Ryoji Ikeda - Matrix
(Touch)

Lost in a noetic neverland of anechoic rooms, acute sensorial deprivation, and reductio ad absurdum remixology, Ryoji Ikeda's work has surrendered only a smattering of thrills since his landmark +/- (1996). Matrix is right to revisit the dual design of 1998's Time / Space 2x3"-CD set (perhaps Ikeda's most satisfying concept-over-content conceit in recent years), raising hopes for a return to top form. And, for the most part, Matrix delivers on such promises. With microsonic pursuits now commonplace on volume levels ranging from subliminal (*0, Bernhard Günter) to visceral (Pan Sonic, Pomassl), Ikeda's waveplay wisely doesn't attempt to deliver the equillibrium-upsetting impact of +/-. Instead, Ikeda tries his hand at invisible sonarchitecture.
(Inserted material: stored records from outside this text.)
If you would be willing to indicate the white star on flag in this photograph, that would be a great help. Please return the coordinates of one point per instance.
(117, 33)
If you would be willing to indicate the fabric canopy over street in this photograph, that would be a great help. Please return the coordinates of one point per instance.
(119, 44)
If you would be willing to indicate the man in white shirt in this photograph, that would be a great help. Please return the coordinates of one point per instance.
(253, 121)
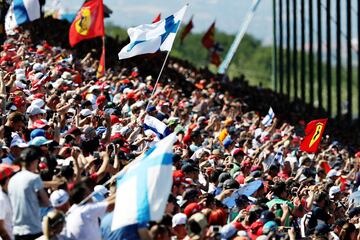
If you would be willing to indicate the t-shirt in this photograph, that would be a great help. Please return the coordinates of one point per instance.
(129, 232)
(23, 189)
(279, 212)
(82, 222)
(6, 212)
(318, 215)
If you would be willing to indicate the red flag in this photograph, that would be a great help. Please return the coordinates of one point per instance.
(186, 30)
(157, 18)
(101, 68)
(88, 23)
(208, 38)
(215, 59)
(313, 133)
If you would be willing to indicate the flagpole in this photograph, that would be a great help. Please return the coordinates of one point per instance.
(157, 80)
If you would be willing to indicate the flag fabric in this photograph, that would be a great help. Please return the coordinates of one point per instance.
(144, 186)
(267, 120)
(186, 30)
(88, 23)
(153, 125)
(215, 59)
(150, 38)
(313, 134)
(208, 38)
(20, 12)
(101, 68)
(157, 18)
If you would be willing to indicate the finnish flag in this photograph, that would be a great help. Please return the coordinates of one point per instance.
(150, 38)
(21, 11)
(144, 186)
(268, 118)
(153, 125)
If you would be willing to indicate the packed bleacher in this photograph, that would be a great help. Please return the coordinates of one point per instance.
(65, 134)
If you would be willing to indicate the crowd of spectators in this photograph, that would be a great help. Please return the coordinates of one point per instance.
(65, 133)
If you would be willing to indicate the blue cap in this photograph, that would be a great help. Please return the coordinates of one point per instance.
(39, 141)
(37, 133)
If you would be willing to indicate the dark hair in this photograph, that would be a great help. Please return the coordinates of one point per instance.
(279, 188)
(346, 231)
(30, 155)
(78, 193)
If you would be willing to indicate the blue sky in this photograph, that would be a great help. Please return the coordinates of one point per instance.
(228, 14)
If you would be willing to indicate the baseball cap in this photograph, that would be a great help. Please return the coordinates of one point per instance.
(39, 141)
(333, 173)
(179, 219)
(38, 102)
(18, 142)
(6, 170)
(334, 190)
(100, 193)
(197, 225)
(33, 110)
(59, 198)
(85, 113)
(192, 208)
(37, 133)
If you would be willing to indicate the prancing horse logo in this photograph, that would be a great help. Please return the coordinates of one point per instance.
(83, 23)
(319, 127)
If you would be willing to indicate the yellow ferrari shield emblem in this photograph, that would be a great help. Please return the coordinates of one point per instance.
(83, 23)
(319, 127)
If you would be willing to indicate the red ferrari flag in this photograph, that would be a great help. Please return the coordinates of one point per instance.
(186, 30)
(101, 68)
(157, 18)
(313, 133)
(208, 38)
(88, 23)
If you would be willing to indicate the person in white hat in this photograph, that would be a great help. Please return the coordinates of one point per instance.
(59, 199)
(179, 225)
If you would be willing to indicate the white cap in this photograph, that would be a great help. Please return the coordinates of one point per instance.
(59, 198)
(33, 110)
(100, 193)
(38, 102)
(18, 142)
(179, 219)
(333, 190)
(333, 173)
(85, 112)
(37, 67)
(20, 84)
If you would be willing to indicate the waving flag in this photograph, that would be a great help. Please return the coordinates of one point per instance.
(157, 18)
(267, 120)
(88, 23)
(21, 11)
(154, 125)
(208, 38)
(186, 30)
(150, 38)
(101, 68)
(313, 134)
(144, 187)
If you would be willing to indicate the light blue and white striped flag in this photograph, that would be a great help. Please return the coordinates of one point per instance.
(150, 38)
(144, 187)
(21, 11)
(268, 118)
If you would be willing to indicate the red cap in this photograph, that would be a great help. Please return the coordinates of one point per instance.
(100, 100)
(40, 124)
(18, 101)
(191, 209)
(178, 177)
(114, 119)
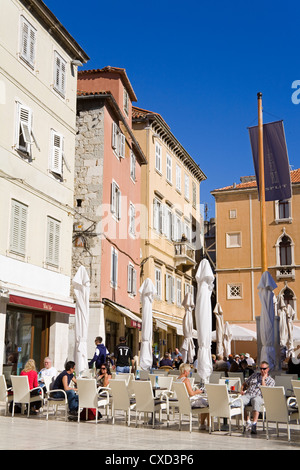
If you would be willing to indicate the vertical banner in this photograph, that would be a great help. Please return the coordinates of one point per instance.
(276, 161)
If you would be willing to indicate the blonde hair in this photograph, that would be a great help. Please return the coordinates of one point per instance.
(183, 367)
(30, 365)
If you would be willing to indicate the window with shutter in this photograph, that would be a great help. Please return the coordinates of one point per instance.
(18, 228)
(28, 42)
(59, 74)
(53, 241)
(56, 158)
(24, 129)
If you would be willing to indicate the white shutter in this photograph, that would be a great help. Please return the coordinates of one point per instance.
(53, 241)
(28, 41)
(122, 146)
(18, 227)
(56, 152)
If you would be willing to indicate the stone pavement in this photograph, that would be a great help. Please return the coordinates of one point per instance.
(35, 433)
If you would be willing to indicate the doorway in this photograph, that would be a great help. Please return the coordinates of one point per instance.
(26, 337)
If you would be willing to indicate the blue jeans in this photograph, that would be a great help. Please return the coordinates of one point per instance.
(122, 369)
(72, 399)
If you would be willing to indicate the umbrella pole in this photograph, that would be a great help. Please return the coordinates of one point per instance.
(262, 195)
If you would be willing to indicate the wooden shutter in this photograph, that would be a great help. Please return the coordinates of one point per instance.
(18, 227)
(57, 142)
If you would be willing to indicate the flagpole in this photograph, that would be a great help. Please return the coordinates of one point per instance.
(262, 198)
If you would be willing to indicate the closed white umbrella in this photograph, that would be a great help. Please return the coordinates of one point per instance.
(203, 315)
(219, 329)
(187, 347)
(147, 291)
(227, 337)
(81, 283)
(266, 287)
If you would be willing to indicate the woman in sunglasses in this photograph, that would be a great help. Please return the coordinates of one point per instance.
(104, 376)
(251, 393)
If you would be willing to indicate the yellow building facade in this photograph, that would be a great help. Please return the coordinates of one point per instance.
(238, 248)
(171, 227)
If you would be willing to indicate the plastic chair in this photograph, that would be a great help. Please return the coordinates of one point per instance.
(21, 392)
(219, 405)
(121, 399)
(184, 404)
(277, 409)
(145, 401)
(4, 393)
(88, 396)
(286, 382)
(233, 382)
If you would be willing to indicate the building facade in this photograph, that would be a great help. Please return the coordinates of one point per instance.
(38, 83)
(238, 248)
(108, 188)
(172, 234)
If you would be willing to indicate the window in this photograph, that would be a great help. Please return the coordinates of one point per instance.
(169, 169)
(118, 141)
(178, 292)
(132, 165)
(285, 251)
(178, 178)
(158, 282)
(233, 240)
(53, 241)
(194, 189)
(28, 42)
(56, 153)
(157, 216)
(125, 102)
(170, 288)
(131, 280)
(131, 219)
(158, 157)
(59, 74)
(114, 268)
(234, 291)
(116, 200)
(24, 129)
(186, 187)
(18, 227)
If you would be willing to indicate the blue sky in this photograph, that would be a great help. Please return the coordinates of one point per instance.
(200, 65)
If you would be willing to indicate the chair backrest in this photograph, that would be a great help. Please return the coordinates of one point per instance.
(87, 393)
(284, 381)
(143, 395)
(184, 402)
(119, 392)
(3, 388)
(215, 376)
(275, 404)
(295, 383)
(218, 400)
(21, 389)
(233, 382)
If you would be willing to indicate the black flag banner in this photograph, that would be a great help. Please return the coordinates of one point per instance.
(276, 161)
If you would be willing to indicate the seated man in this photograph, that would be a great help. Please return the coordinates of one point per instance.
(62, 382)
(251, 393)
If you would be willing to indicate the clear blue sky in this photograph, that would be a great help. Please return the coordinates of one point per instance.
(200, 65)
The wavering sinewaves and fibrillating frequencies of "Matrix [For Rooms]" travel the full circuit of your speaker setup, imposing a structure of unseen walls and enclosures upon one's listening space. Despite a statement that "the listener's movement transforms the phenomenon into his/her intrapersonal music," the disc's digitally embedded blueprints offer little opportunity for interaction. Movement within the speakers' perimeter does not alter Ikeda's designs. One might as well sit still, allowing each of the 10 tracks to dart and circle, stitching its prescribed microsonic seams. "Matrix [For Rooms]" rewards such concentration with the awareness of subsonic spiders deliberately and delicately drawing unseen parameters around one's physical form. If not quite the ear-altering experience of +/-, it's no less intriguing a sensation. That said, however, a full hour of such (in)activity is more ideally suited to an installation environment, not one's livingspace.

The second disc (".Matrix") only disappoints in replaying too many of Ikeda's familiar headphonic gambits. But his speaker-panning pulses and felt-but-not-heard sonar tonalities still elicit a smile, as does the ingenious layering of complex audio effects. Alas, in the post-+/- years, disciples like Noto and Richard Chartier have explored every mappable micron in microsonic space. Even with Ikeda's gleefully groovy technocentric rhythmic sensibilities in full effect, ".Matrix" finds no new territory. It's a welcome bonus, far more engaging than its conceptual companion disc, but it's little more than 30 minutes of innocuous fun-with-digital audio.